The lawsuit references a Penn Wharton Budget Model analysis, which estimates Biden’s plan will cost up to $519 billion over 10 years. A report by the Congressional Budget Office, published Monday, estimated the plan could cost about $400 billion
The lawsuit, Garrison v. U.S. Department of Education, was filed in the U.S. District Court for the Southern District of Indiana on Tuesday.
Who is suing?
The lawsuit’s plaintiff is Frank Garrison, a Pacific Legal Foundation attorney in Indiana who received a Pell Grant to attend college and qualifies for $20,000 in debt forgiveness under Biden’s plan because he makes less than $125,000 per year, according to the complaint.
The lawsuit hinges on the income taxes that will be applied to student debt forgiveness in some states, arguing that debt cancellation will cause Garrison “to incur a financial obligation that he would not otherwise have faced.”
Garrison has been paying off his student loans through the Public Service Loan Forgiveness (PSLF) program, which offers debt forgiveness to borrowers who pursue public-service careers. And he expected to receive full forgiveness through the PSLF program in about four years, according to the lawsuit.
But under Biden’s new plan, about eight million borrowers who qualify for debt forgiveness and whose financial information is already on file with the Department of Education, including Garrison, will have forgiveness automatically applied to their accounts beginning in October.
He argues that’s a problem because he’ll have to pay income taxes on that debt forgiveness. Seven states, including Indiana, are planning to tax student debt forgiveness as income, according to an analysis by the Tax Foundation, an independent nonprofit focused on tax policy.

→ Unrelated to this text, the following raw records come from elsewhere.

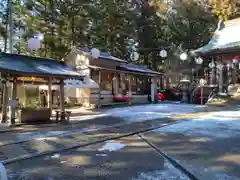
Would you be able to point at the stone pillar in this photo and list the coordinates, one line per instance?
(14, 97)
(50, 95)
(221, 80)
(153, 89)
(99, 89)
(234, 73)
(62, 96)
(5, 102)
(129, 89)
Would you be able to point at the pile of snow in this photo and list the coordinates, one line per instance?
(222, 124)
(152, 111)
(3, 172)
(167, 173)
(111, 146)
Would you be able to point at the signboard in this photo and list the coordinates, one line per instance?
(12, 103)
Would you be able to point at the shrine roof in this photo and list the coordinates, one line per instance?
(35, 66)
(226, 39)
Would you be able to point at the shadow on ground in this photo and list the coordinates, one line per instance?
(220, 155)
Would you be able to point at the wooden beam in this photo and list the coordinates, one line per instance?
(5, 102)
(99, 89)
(14, 97)
(50, 95)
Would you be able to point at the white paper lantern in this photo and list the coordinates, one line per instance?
(163, 53)
(199, 60)
(95, 52)
(211, 65)
(3, 172)
(202, 82)
(134, 56)
(34, 44)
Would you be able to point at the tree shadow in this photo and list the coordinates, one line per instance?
(92, 163)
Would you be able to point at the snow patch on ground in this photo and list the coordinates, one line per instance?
(222, 124)
(33, 135)
(167, 173)
(111, 146)
(152, 111)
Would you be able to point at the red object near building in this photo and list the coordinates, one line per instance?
(122, 99)
(160, 97)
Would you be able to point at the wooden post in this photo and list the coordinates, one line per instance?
(129, 89)
(201, 95)
(221, 79)
(153, 89)
(99, 89)
(62, 96)
(14, 97)
(50, 95)
(5, 102)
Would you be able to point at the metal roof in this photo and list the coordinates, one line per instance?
(224, 39)
(103, 55)
(28, 65)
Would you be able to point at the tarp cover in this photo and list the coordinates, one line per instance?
(226, 38)
(35, 66)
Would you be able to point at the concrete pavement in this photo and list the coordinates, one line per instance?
(208, 159)
(125, 159)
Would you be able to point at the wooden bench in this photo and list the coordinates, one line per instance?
(62, 115)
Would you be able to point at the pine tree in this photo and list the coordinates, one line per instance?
(226, 9)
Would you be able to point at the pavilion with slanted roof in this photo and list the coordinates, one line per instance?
(119, 81)
(17, 68)
(224, 47)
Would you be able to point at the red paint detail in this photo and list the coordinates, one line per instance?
(160, 96)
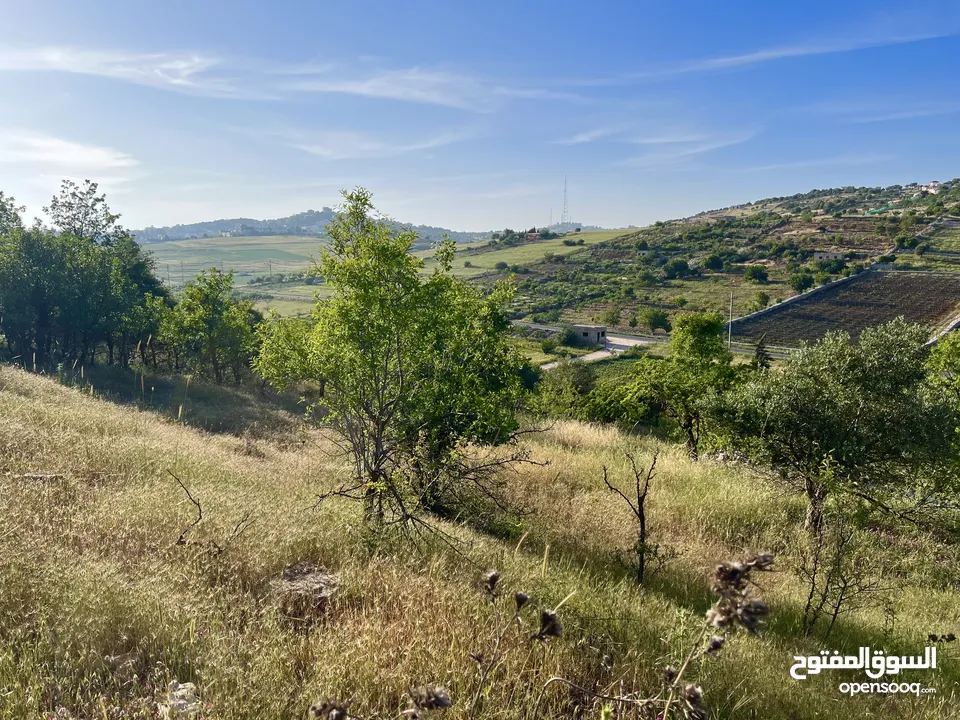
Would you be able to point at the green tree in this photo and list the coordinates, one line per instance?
(79, 211)
(680, 387)
(713, 262)
(214, 332)
(413, 367)
(655, 319)
(10, 214)
(761, 356)
(867, 409)
(801, 282)
(676, 268)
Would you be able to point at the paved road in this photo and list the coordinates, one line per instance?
(617, 344)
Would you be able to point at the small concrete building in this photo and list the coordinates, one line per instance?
(591, 334)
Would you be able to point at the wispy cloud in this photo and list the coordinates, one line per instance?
(207, 74)
(45, 152)
(355, 145)
(185, 72)
(670, 138)
(413, 85)
(677, 150)
(864, 112)
(587, 136)
(766, 55)
(843, 160)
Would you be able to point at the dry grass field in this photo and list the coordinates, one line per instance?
(100, 607)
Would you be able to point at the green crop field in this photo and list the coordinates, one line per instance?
(251, 257)
(485, 260)
(872, 298)
(946, 239)
(248, 257)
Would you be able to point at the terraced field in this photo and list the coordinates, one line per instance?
(872, 298)
(947, 238)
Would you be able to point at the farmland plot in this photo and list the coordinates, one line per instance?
(872, 298)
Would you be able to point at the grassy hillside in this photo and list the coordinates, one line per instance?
(100, 607)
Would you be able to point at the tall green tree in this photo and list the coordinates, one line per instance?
(680, 387)
(213, 332)
(413, 367)
(868, 410)
(79, 211)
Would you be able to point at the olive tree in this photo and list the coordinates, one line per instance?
(413, 366)
(680, 387)
(868, 409)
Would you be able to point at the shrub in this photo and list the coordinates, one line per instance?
(801, 281)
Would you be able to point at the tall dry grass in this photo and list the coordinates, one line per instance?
(100, 608)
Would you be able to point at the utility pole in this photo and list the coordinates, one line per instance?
(730, 324)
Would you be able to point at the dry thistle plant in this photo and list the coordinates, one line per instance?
(504, 620)
(737, 606)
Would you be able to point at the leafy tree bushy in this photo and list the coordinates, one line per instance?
(82, 286)
(870, 411)
(208, 332)
(412, 368)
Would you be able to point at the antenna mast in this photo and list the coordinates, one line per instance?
(565, 217)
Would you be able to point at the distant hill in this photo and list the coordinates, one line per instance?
(311, 223)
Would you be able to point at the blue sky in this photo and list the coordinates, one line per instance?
(469, 115)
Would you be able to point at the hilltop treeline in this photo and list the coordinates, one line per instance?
(82, 292)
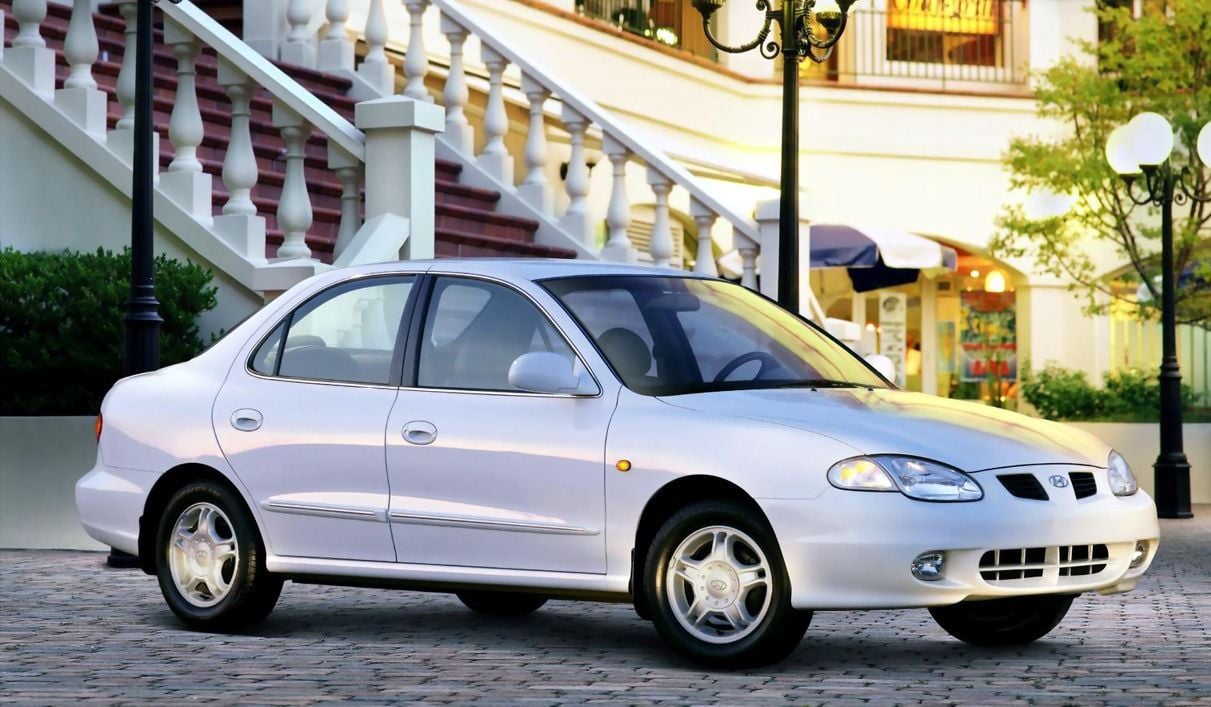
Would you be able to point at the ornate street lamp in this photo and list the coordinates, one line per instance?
(1142, 148)
(797, 41)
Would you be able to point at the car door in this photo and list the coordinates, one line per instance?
(302, 419)
(483, 475)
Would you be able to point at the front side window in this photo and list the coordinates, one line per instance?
(474, 332)
(675, 335)
(345, 334)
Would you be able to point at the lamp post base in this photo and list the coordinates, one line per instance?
(1172, 486)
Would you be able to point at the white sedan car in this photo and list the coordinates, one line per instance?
(514, 431)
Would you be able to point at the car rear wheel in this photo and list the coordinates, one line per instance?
(1013, 621)
(718, 590)
(501, 603)
(211, 562)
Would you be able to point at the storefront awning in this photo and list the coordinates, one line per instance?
(878, 258)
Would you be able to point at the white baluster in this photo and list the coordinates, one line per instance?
(747, 262)
(534, 189)
(704, 263)
(185, 182)
(240, 225)
(575, 219)
(29, 58)
(29, 15)
(415, 62)
(349, 172)
(337, 50)
(299, 47)
(661, 247)
(495, 157)
(458, 131)
(374, 68)
(126, 75)
(79, 98)
(294, 214)
(618, 218)
(80, 49)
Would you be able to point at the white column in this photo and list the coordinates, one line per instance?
(240, 225)
(458, 131)
(495, 157)
(28, 56)
(415, 62)
(618, 217)
(336, 49)
(400, 171)
(299, 46)
(185, 183)
(577, 220)
(294, 213)
(79, 98)
(376, 69)
(704, 218)
(349, 172)
(661, 247)
(534, 189)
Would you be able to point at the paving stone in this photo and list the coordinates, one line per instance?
(73, 631)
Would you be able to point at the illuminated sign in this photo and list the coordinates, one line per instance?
(948, 16)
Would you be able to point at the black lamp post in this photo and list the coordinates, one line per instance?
(142, 350)
(797, 42)
(1142, 148)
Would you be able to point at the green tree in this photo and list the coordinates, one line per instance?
(1160, 62)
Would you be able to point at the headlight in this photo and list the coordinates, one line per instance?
(916, 478)
(1123, 482)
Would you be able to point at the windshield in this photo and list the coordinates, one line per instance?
(675, 335)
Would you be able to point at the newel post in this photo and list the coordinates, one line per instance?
(400, 171)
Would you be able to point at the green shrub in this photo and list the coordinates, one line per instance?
(1128, 396)
(61, 326)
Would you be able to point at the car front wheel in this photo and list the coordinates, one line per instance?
(718, 590)
(211, 563)
(1013, 621)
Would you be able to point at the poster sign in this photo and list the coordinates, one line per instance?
(948, 16)
(988, 337)
(894, 331)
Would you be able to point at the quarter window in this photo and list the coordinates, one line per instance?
(475, 331)
(345, 334)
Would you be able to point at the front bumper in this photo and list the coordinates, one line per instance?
(853, 550)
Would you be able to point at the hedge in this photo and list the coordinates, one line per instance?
(61, 326)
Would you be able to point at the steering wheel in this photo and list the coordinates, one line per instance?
(768, 362)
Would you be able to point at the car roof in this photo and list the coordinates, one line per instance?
(532, 269)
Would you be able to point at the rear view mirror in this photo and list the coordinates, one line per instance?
(550, 373)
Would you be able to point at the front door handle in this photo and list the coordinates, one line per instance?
(246, 420)
(419, 432)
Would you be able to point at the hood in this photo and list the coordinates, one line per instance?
(966, 436)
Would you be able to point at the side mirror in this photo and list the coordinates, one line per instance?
(550, 373)
(883, 365)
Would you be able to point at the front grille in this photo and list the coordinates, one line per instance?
(1036, 563)
(1023, 486)
(1083, 484)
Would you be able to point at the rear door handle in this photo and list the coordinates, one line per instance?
(246, 420)
(419, 432)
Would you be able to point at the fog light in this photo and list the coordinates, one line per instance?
(1140, 555)
(929, 567)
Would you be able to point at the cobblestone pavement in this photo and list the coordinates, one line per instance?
(74, 631)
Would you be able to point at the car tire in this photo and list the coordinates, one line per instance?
(717, 588)
(506, 604)
(1002, 622)
(211, 561)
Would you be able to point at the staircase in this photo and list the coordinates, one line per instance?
(468, 223)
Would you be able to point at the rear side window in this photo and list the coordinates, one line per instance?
(344, 334)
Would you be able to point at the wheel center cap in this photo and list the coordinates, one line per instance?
(721, 584)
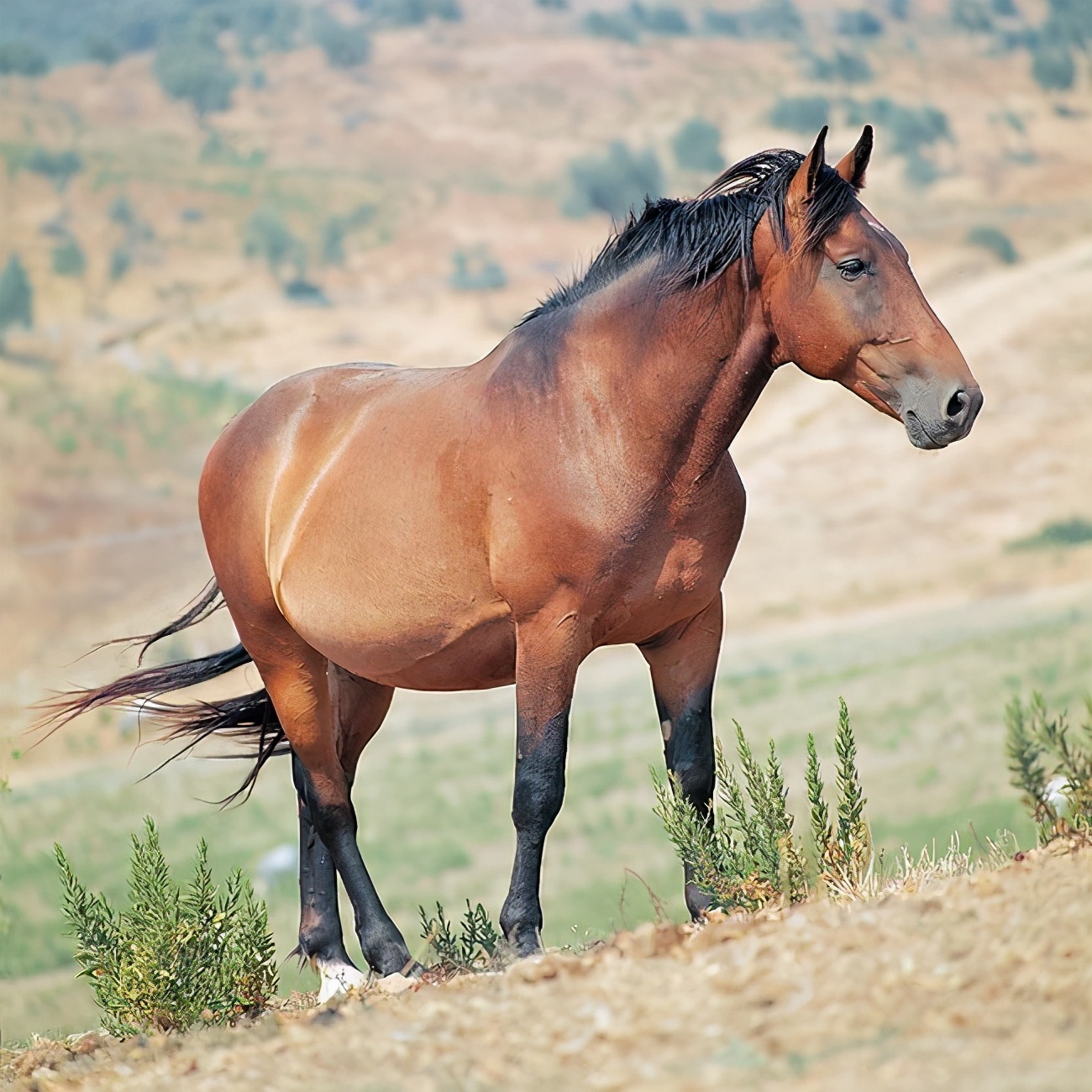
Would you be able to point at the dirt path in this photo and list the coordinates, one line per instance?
(979, 983)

Garrison’s lawsuit claims that while his debt forgiveness would not be taxed if he continued under the PSLF program, he will owe more than $1,000 in income taxes when he automatically receives $20,000 in forgiveness under Biden’s plan.
“Frank will be stuck with a tax bill that makes him financially worse off than continuing with his repayment program under PSLF,” the Pacific Legal Foundation said in a press release about the case. “He did not ask for cancellation, doesn’t want it, and has no way to opt out of it.”
Will this delay student loan forgiveness?
The Pacific Legal Foundation filed a temporary restraining order to stop the loan forgiveness plan from taking effect. But a judge has yet to rule on that order.
While the lawsuit argues Biden lacked the authority to cancel student debt, the Biden Administration has argued the President has the authority to cancel student debt under the Higher Education Relief Opportunities for Students (HEROES) Act of 2003.
The law gives the U.S. Education Secretary the authority to change student financial assistance programs during a war, military operation or a “national emergency” — in this case, the COVID-19 pandemic.
“We further conclude that reducing or canceling the principal balances of student loans, including for a broad class of borrowers who the Secretary determines suffered financial harm because of COVID-19, could be a permissible response to the COVID-19 pandemic,” Assistant Attorney General Christopher Schroeder wrote in a memo about use of the HEROES Act last month.